G. also bought me a dictionary that day — an enormous, unabridged Webster’s from the early 1950s, because I saw it and made a squeaky noise of longing. I looked at its thumb-wedged pages and marveled that all those words together weren’t enough to describe how brilliant she was and how fine, and how I had never loved anybody in the world even half so much.

 

*I made that up. Still, the city of Bakersfield is a sobering lesson in why, if you’re going to get a Chinese-character tattoo, you should first consult the Asian-languages department at the closest university. The difference between an armband that reads “Courage” and one that reads “Reckless Moron” is, all too often, no more than the flick of a nib.

** heh.

You can see it from space, Mitzy

We’re…we’re just so tired. Two high school teachers living together means 28-hour collective workdays; nothing in the pantry but a handful of squashed Hershey’s Kisses from a pep rally; and four lonely cats developing personality disorders.

My partner (henceforth referred to as Butch Concentrate because she’s a 6’3″/240-pound butch in 5’1″/105 pound body) is so popular wherever she goes that all I need to do is drop her name and people bend over backwards. With all the staff/student crossover between our schools, it happens often.

“You know Butch Concentrate?” our school activities admin assistant Mitzy Kradkin exclaimed yesterday when I dropped BC’s name. You have to picture Mitzy Kradkin in your mind now. She’s a classic school activities administrator; been doing it since God was a freshman.

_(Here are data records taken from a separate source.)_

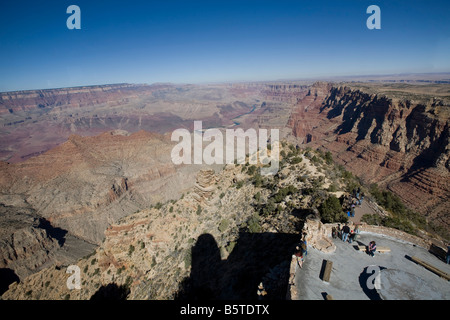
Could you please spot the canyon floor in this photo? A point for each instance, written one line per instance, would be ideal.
(90, 167)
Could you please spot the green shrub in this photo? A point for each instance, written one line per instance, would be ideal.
(296, 160)
(331, 211)
(253, 224)
(224, 225)
(283, 193)
(130, 250)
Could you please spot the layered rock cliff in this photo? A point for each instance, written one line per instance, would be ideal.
(401, 143)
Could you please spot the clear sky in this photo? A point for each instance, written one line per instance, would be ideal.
(213, 41)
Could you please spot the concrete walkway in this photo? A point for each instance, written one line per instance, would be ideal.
(353, 273)
(360, 211)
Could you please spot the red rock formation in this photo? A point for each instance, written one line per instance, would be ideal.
(401, 144)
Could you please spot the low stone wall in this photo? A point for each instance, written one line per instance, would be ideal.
(394, 233)
(316, 232)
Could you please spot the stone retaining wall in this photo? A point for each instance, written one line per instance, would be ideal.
(316, 230)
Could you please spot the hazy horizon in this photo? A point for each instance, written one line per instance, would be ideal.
(217, 42)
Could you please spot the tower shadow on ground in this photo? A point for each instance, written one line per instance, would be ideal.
(254, 256)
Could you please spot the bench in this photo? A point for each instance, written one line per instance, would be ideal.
(379, 249)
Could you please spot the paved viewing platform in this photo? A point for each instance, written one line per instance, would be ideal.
(353, 272)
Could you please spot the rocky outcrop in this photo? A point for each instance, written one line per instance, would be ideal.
(205, 186)
(87, 183)
(399, 143)
(25, 247)
(317, 235)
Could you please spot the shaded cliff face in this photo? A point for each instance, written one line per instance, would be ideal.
(400, 143)
(87, 183)
(34, 121)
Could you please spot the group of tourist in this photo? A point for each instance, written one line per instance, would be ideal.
(353, 200)
(345, 233)
(301, 251)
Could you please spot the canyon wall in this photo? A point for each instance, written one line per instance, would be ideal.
(402, 144)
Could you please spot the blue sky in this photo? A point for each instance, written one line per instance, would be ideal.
(213, 41)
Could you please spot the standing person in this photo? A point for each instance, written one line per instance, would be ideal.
(345, 232)
(354, 234)
(334, 232)
(448, 254)
(372, 248)
(304, 246)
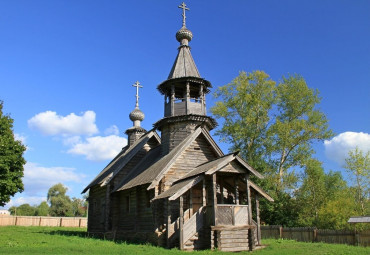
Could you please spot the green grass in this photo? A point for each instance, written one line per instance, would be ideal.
(50, 240)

She’s inhaled a lot of toxically-mimeographed morning announcements and missed a lot of sunlight.

“Well, I’m not sure how well anyone can really know her,” I said. “She’s my partner, and she was there when I woke up this morning, but she’s a complicated character, so…”

“Her partner?” Mitzy said. “Well. You’ve just told me something I didn’t know about her!”

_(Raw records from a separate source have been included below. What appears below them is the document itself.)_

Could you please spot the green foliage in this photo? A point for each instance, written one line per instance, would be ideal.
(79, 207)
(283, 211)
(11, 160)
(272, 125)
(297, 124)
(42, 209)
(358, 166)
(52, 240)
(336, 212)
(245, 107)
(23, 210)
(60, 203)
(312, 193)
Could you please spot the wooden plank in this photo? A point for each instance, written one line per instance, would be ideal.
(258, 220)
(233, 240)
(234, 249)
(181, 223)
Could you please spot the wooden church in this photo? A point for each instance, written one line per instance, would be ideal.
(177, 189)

“You can see it from space, Mitzy,” I said.

Mitzy rallied with a the classic straight/gay translation of I don’t see skin color. “I never notice that stuff!” she said, fluttering her hands vaguely at my short haircut and Birkenstocks to indicate that stuff. “How is she? Oh, I miss working with her!”

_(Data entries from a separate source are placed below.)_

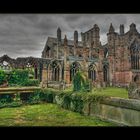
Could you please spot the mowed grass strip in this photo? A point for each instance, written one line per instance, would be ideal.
(46, 115)
(112, 91)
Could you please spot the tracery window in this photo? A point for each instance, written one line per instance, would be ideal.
(92, 72)
(135, 56)
(73, 69)
(105, 73)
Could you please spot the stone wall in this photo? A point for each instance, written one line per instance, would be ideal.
(121, 111)
(125, 112)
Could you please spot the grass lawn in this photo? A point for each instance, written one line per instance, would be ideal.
(46, 115)
(113, 92)
(109, 91)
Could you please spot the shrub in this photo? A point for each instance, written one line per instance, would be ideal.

A few minutes went by, during which I registered our GSA club with the Student Council and managed to fuck up two different copiers. I confused them with Byzantinely complex staple requests and they shorted out like dykes whose “issues” have been “triggered.”

Mitzy came up to me, but not to help. “Please do give Butch Concentrate a big hug and a kiss! For me!” she said.

What else? I wanted to ask. Because I could totally dry-hump her at the kitchen sink for you.

Later that night, I gave B.C. a long kiss, pulled away, and breathed, “That was…from…Mitzy Kradkin.”

It’s our new thing now. It never gets old! The euphonics of “Mitzy Kradkin”  + the visual + total exhaustion = bone-shaking hilarity at any time of day or night. I snuggle up behind BC and deliver earlobe nibbles straight from the longing mouth of Mitzy Kradkin. “Baby,” I’ll say, mid-nibble. “I’m going to stick my little finger sensually up your ass now. It’s from Mitzy Kradkin. MMMmmMMm.”